Example Clause: In regards to my minor children Catherine Allison Doe, and Marcus Edgar Doe, they should remain in the care and custody of their father, Gregory Allen Doe, in case of the death of the demise of their mother, Jane Elizabeth Doe. In the case of their father’s demise, full custody will remain with their mother. In the event that both Gregory and Jane Doe are deceased, custody of the minor children will be transferred to Janet and Paul Frame, 123 North Street, Any City, State, USA. (Again enter and update contact information to make sure these people are easily located in the case of your untimely death.)
Once these main issues have been addressed you can go on to the distribution of your assets to your beneficiaries. If you are married the will should contain a clause that transfers all assets to the living spouse, and a second clause that transfers assets to other beneficiaries in the event that both spouses have passed away. This will help protect the living spouse in case other relatives try to inherit property and assets after the death of one of the spouses.
If you are single and have children, then most likely you will be leaving all of your estate to them through an equal distribution. To do this you can simply state that you leave you 50% of your estate to Child A and 50% of your estate to Child B. However, if you want to leave other items, or percentages of your estate to other people you will need to specify the exact distribution in this section of your will.
If you have any pets or livestock you will need to address them in your will as well. Most states define pets as personal property so you will need to leave them to someone who is willing to care for them.
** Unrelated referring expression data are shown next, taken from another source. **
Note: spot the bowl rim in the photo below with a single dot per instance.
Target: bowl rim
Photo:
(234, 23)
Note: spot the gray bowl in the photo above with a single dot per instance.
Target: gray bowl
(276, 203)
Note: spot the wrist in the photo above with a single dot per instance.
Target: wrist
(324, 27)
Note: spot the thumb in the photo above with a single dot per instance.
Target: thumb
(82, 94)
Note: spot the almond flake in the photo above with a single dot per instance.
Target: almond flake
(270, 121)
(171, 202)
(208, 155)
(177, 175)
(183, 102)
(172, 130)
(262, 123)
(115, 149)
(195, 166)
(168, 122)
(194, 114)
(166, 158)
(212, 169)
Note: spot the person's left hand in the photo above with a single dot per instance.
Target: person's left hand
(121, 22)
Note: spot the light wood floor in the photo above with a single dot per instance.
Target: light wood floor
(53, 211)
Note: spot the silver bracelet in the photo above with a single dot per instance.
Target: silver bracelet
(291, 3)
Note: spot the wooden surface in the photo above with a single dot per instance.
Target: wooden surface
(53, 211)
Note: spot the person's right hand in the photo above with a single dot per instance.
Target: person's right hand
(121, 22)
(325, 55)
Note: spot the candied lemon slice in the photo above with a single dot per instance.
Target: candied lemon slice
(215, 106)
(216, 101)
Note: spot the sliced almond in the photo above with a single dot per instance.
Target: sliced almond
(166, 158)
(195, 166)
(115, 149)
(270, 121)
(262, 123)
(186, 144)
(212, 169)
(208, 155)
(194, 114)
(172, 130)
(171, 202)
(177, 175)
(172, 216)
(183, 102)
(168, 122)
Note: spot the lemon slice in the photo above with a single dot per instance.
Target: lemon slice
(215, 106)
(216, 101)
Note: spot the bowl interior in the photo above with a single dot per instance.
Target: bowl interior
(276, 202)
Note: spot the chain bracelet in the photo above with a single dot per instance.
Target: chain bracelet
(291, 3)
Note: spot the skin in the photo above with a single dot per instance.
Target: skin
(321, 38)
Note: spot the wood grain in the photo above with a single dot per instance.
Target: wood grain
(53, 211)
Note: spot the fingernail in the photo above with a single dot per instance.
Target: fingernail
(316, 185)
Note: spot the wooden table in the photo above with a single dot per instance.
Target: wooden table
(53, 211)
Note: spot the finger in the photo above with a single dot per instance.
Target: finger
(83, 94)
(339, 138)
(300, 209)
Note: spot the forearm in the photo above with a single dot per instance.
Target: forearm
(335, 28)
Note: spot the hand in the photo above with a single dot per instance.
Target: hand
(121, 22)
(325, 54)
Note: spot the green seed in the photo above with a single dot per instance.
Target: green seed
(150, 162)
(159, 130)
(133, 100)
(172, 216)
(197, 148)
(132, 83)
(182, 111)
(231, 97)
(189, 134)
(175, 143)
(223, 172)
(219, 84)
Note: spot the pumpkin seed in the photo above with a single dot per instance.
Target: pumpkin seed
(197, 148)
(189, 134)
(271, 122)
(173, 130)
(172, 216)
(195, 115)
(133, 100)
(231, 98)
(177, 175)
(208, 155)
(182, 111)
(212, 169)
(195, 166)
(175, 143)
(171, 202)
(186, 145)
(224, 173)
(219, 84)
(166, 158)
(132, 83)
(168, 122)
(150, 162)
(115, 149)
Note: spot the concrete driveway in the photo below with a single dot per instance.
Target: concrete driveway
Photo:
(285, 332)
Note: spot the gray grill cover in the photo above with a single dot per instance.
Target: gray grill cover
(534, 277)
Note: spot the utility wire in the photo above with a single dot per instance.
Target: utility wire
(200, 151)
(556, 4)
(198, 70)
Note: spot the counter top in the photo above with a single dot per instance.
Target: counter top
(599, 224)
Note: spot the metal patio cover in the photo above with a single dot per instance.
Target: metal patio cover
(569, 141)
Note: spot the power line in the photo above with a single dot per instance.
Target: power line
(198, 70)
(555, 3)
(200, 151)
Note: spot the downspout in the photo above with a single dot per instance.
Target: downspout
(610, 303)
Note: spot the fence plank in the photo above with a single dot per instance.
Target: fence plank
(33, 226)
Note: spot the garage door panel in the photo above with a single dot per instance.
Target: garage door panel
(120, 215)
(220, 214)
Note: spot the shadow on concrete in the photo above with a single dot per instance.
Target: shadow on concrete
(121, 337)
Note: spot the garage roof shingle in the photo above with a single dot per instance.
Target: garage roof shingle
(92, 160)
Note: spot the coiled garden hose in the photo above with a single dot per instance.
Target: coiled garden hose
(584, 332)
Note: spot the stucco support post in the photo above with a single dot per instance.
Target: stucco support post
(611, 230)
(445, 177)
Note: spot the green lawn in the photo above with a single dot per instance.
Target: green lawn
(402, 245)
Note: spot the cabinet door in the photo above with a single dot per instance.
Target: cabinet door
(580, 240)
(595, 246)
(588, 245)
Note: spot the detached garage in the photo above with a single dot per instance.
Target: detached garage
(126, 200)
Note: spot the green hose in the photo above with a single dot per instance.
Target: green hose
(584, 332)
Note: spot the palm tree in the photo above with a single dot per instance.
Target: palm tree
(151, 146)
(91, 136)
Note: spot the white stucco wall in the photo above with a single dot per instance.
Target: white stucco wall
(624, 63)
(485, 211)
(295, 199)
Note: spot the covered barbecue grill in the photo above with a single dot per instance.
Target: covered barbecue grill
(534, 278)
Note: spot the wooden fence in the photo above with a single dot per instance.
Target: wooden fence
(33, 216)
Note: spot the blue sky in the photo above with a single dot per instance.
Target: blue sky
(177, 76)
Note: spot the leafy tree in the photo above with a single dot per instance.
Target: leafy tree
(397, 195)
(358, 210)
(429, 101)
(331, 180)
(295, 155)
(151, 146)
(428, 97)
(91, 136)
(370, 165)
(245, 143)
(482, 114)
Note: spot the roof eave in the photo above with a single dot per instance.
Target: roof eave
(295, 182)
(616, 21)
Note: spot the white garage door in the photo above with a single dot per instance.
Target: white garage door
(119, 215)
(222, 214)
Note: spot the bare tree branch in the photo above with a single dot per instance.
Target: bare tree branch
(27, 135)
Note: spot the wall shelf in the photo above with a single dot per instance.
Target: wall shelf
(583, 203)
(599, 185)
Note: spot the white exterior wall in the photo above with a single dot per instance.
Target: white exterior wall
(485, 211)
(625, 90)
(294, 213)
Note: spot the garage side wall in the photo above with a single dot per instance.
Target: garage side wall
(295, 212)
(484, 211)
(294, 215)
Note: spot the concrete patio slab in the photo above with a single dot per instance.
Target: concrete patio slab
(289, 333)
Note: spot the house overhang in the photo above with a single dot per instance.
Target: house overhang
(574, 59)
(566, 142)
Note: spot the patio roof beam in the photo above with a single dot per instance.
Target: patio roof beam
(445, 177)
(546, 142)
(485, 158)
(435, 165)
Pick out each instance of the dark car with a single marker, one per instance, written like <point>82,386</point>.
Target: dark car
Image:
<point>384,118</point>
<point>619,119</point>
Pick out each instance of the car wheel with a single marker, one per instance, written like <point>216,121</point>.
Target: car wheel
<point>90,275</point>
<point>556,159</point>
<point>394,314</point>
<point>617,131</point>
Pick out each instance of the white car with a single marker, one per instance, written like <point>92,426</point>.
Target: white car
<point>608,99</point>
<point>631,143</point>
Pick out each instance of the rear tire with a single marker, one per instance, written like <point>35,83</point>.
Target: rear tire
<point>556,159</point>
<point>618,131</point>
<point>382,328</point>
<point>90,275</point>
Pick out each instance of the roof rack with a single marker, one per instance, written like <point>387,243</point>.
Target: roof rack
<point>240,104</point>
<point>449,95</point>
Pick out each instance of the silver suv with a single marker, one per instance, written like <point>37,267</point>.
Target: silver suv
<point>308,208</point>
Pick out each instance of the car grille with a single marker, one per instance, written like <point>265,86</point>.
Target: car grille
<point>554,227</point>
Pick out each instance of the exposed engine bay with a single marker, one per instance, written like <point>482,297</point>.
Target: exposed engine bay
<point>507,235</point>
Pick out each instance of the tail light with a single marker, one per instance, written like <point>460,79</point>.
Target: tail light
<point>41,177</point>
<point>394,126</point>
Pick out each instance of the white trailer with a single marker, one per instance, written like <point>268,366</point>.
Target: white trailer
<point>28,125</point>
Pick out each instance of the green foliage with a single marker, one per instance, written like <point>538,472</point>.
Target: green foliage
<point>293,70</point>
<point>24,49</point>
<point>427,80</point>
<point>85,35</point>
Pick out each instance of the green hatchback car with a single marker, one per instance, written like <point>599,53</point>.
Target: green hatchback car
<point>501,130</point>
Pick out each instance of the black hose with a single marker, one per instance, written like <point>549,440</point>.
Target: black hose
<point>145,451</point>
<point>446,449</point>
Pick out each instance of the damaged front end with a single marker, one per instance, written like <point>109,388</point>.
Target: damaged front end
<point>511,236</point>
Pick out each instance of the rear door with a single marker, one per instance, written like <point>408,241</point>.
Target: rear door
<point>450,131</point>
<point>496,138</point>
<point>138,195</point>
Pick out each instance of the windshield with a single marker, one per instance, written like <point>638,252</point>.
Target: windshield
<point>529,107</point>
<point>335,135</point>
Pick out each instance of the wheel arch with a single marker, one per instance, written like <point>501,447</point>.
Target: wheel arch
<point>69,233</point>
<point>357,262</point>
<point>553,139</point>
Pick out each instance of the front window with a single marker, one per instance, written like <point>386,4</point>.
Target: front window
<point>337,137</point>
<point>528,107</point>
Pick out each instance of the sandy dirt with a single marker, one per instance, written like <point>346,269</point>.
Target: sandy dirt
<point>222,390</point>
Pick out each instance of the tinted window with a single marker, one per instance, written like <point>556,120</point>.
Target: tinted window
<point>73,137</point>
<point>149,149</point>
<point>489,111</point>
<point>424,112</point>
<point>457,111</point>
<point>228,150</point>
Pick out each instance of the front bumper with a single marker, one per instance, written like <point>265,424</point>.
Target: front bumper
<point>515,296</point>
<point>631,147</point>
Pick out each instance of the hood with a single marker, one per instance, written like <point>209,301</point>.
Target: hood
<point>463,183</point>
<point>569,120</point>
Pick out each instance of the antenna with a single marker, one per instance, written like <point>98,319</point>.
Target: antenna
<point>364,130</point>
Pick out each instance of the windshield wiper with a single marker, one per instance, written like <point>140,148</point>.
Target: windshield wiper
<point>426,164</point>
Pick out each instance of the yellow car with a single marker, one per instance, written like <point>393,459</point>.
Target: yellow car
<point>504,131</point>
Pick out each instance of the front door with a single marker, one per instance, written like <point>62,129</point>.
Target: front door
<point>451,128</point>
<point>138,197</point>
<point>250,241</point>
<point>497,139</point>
You may need, or want to leave money to help pay for their care.
One of the last things that you will need to address in your will is how your final debts and taxes should be handled. If you have an accountant or attorney that has handled your affairs in the past you include a clause in your will that assigns these last duties to them. The costs associated with these final services can be negotiated prior to your death in this situation, and may even be a pro bono situation or a reduced rate depending on your professional relationship. However, if you do not have an accountant or attorney, you will need to give your Executor instructions on how these things should be handled. In most cases, your final debts and taxes will be deducted from your estate before distributions are made to beneficiaries. The costs associated with taking care of these final issues can be reduced by having a plan in place to take care of things before you pass away.
Revisions can be made to your will at any time before your pass away. Who you assign as Executor and Beneficiaries do not have to remain in those positions if your situation and relationships change. If you want to make a change, you simply make the change on your document and date the revision accordingly. It is highly recommended that your review and update your will at least every 5 to 10 years, and especially after a major change in your life such as a marriage, death, divorce, birth, or change in financial position.
Probate
Probate is when your will goes to court to determine how your estate will be distributed. This is a normal and required activity that makes sure that your estate is distributed according to the laws of the state and according to your wishes. The court first examines your will and determines if it is legal and valid. If it is established as valid then the distribution of property is done according to the instructions outlined in your will. If your will is not valid then the court will proceed to take actions that determine the best way to distribute your assets. To reduce the costs associated with probate make sure that your will is legal and valid and that someone, other than you, knows where to find it in case of your death.